Nach seiner Einschätzung der gegenwärtigen Lage warf der Kardinal einen Blick zurück in die Vergangenheit und beleuchtete die „Entstehung der Kirche“, dem von der Tagesliturgie vorgelegten Thema. Dabei verweilte Parolin bei dem allen Christen gegebenen Auftrag, den Glauben zu verkündigen und in Form der gegenseitigen Liebe zu leben, um zu „Lichtern der Welt“ zu werden. Ebenso wie Bergoglio versäumte er es nicht, jenen „Tausenden Christen, die im 21. Jahrhundert und damit auch heute noch aufgrund ihres Glaubens Leid erfahren, verfolgt werden und erleben müssen, dass ihre Rechte mit Füßen getreten werden“, einen gramerfüllten Gedanken zu widmen. Vor diesem Hintergrund forderte Parolin: „Beten wir für sie und handeln wir vor allem wie sie ohne mit dem Geist der Mondänität Kompromisse einzugehen, sondern indem wir unseren Glauben in seiner ganzen Fülle leben und bekennen“. 

Der Staatssekretär ergänzte, dass der Glaube in Form der Nächstenliebe gemäß dem Gebot Christi auszuüben sei: „Bestärkt durch unseren Glauben, entschlossen zur Liebe unseres Bruders und aller Brüder können wir daher wahrhaft wie Jesus als Lichter für die Welt leuchten“. Laut dem Kardinal rief dazu auf, dieses Licht und diese Wahrheit in die Welt zu tragen, zu bezeugen und allen Menschen zu verkündigen. Dies sei stets „mit Freude“ zu tun, woran auch Papst Franziskus bei jeder Gelegenheit erinnere. Zugleich sei jeder Christ dazu aufgerufen, den „Menschen in dieser schwierigen Zeit zu helfen und an Jesus sowie an den, der ihn Gesandt hat, zu glauben; der Menschheit die Hoffnung zurückzugeben, da er nicht gekommen ist, um uns zu verurteilen, sondern um uns zu retten. Als reife und mutige Christen können wir uns nur dafür einsetzen“.

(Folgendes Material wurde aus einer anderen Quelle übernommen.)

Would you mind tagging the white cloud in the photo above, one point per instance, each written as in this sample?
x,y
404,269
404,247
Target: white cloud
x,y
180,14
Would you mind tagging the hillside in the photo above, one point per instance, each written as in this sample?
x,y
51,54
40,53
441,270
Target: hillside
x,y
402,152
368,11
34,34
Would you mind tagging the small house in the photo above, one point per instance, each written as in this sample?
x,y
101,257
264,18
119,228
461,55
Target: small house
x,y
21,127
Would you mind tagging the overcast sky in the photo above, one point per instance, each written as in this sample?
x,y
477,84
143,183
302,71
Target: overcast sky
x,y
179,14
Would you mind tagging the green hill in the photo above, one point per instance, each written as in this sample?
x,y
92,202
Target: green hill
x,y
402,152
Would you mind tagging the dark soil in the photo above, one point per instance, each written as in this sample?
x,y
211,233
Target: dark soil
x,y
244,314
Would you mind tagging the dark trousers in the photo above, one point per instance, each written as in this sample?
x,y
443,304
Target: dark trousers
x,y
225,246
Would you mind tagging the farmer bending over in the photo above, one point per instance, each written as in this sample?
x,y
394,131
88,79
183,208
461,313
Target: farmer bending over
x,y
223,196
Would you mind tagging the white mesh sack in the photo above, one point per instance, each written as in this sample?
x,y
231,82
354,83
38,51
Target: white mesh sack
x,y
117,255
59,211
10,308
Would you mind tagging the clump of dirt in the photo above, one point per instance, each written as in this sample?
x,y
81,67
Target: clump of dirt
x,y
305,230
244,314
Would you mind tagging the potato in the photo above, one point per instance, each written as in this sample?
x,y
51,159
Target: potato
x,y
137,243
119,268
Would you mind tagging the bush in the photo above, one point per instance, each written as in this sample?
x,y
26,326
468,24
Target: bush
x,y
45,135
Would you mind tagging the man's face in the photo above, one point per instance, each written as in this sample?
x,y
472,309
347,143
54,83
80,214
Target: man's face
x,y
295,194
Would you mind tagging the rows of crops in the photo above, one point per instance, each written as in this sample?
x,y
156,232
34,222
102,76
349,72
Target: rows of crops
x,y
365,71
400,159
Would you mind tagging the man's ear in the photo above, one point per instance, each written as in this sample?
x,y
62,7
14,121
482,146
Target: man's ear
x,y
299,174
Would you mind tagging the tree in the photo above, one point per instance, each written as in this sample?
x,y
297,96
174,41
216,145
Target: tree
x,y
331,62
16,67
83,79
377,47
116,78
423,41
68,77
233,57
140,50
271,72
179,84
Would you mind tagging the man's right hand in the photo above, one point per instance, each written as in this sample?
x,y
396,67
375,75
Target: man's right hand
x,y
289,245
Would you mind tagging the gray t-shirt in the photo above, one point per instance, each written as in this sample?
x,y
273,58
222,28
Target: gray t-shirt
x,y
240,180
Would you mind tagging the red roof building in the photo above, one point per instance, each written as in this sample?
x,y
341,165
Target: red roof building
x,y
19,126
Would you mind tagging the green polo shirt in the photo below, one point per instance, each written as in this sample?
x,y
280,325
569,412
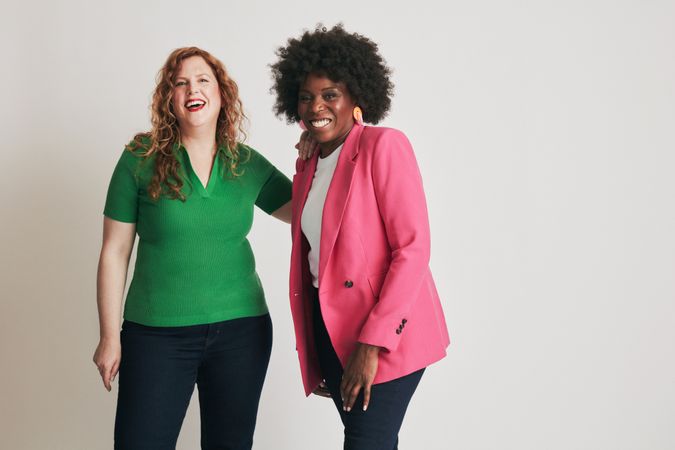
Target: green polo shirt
x,y
194,264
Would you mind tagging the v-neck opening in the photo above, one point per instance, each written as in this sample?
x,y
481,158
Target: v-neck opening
x,y
204,191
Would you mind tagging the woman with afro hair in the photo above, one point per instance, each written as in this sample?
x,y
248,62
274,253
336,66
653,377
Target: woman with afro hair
x,y
367,317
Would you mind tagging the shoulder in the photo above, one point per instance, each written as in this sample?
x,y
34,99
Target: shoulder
x,y
382,133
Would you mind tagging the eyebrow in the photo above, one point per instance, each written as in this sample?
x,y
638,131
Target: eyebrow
x,y
324,89
198,75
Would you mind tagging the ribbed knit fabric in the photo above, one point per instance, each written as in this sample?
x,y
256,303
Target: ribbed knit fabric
x,y
194,264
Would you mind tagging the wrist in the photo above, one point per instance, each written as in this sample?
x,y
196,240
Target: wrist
x,y
371,349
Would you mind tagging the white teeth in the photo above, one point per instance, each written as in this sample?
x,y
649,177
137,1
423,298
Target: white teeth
x,y
194,103
320,123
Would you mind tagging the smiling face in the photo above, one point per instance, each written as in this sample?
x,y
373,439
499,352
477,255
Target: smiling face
x,y
196,95
326,106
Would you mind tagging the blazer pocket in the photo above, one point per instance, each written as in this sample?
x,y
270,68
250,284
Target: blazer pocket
x,y
376,282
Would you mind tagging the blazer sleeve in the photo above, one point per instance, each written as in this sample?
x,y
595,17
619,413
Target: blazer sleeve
x,y
400,197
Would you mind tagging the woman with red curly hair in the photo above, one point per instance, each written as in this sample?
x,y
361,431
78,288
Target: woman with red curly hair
x,y
195,311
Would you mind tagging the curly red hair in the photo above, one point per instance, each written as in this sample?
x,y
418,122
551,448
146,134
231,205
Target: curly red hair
x,y
165,132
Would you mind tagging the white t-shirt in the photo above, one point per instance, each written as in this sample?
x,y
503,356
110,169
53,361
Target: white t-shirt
x,y
312,213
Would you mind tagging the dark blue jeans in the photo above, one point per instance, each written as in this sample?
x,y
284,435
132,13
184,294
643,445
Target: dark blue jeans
x,y
160,367
378,427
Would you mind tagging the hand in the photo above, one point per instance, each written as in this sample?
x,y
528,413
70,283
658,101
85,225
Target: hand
x,y
322,390
306,146
107,358
359,374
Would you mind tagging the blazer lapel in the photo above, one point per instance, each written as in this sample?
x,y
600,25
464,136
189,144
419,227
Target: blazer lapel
x,y
336,198
302,182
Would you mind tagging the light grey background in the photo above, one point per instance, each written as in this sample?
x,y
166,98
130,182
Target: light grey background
x,y
545,135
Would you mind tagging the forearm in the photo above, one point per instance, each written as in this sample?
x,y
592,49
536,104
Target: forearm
x,y
111,280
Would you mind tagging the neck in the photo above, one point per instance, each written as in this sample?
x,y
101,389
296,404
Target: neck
x,y
201,141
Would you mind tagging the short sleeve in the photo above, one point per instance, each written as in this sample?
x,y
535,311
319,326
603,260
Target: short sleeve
x,y
122,200
275,188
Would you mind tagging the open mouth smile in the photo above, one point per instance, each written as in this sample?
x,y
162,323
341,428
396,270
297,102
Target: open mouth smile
x,y
194,105
320,123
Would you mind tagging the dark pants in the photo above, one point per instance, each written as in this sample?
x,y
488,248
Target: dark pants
x,y
378,427
160,366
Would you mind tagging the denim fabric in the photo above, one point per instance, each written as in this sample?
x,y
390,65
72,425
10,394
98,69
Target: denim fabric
x,y
160,367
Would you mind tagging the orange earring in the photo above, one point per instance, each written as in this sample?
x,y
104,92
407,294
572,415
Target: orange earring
x,y
358,115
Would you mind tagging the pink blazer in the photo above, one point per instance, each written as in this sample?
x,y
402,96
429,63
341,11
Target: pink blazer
x,y
375,285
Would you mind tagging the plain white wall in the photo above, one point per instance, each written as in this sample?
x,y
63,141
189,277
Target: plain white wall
x,y
545,135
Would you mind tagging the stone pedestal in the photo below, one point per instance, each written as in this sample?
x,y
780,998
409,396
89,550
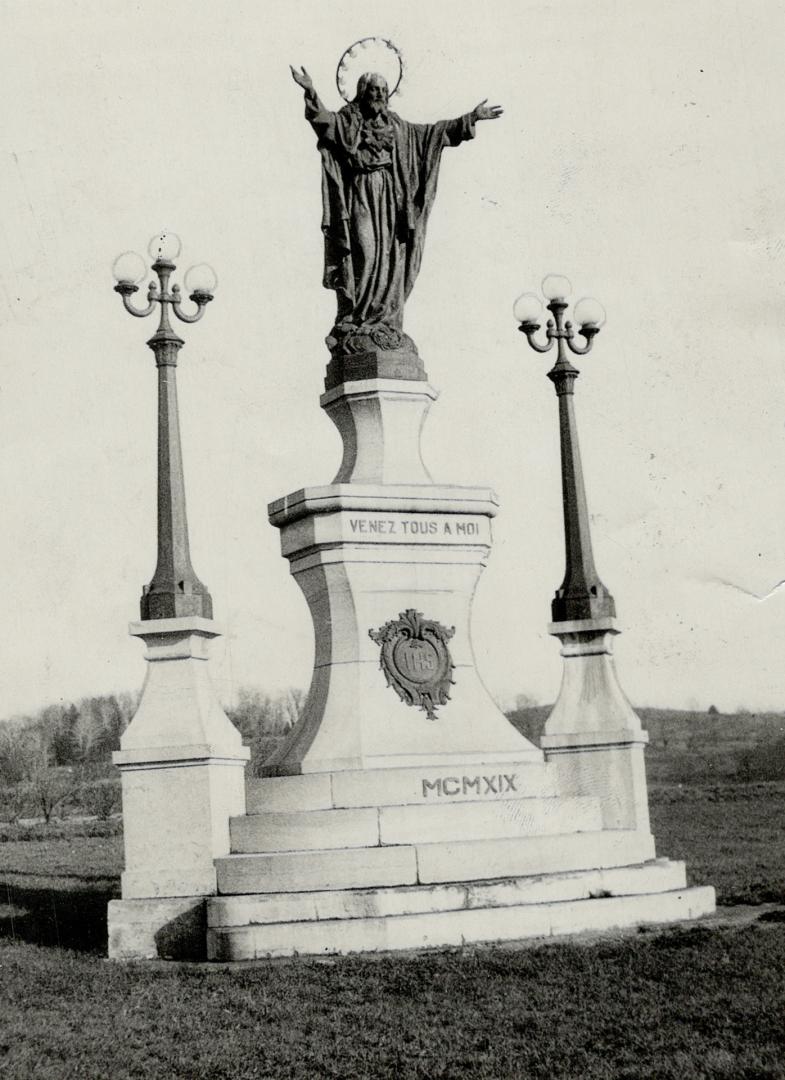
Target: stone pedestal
x,y
362,555
593,736
181,764
383,825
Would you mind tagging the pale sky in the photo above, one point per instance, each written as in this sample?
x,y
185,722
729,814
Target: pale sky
x,y
641,152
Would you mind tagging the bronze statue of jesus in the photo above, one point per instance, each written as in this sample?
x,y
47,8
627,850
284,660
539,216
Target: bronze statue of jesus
x,y
379,176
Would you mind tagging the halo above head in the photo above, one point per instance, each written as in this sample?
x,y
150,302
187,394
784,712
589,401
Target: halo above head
x,y
369,54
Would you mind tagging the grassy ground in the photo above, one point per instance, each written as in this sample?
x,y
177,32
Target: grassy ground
x,y
685,1003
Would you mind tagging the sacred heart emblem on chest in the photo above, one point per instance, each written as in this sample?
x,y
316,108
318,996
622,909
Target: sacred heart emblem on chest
x,y
416,659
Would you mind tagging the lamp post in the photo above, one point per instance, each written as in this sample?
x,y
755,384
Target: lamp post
x,y
581,595
175,590
593,736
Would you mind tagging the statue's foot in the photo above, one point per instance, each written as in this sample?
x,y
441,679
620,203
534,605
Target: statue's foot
x,y
371,351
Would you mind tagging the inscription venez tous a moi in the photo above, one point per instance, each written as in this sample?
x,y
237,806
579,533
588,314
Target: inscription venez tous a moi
x,y
496,784
367,526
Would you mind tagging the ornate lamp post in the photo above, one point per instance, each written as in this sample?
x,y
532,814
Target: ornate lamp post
x,y
593,734
581,595
175,589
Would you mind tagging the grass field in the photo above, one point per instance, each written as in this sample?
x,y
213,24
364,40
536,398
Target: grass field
x,y
687,1002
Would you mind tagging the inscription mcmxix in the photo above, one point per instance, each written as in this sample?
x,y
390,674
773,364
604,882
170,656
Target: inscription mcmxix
x,y
416,660
497,784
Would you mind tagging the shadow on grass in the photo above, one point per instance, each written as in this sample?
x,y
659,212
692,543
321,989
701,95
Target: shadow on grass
x,y
69,918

Abschließend rief Parolin dazu auf, all diese „Sorgen“, „Ängste“ und „Nöte“ der „Königin des Himmels und der Erde“, „unserer süßen Mutter“, der „zärtlichsten Mutter“ anzuvertrauen. Schließlich lud er dazu ein, für die Kirche, den Frieden und die gesamte Welt und vor allem für Papst Franziskus zu beten, denn dieser habe Parolin an diesem Tag und an diesem Ort um besondere Gebete für ihn ersucht.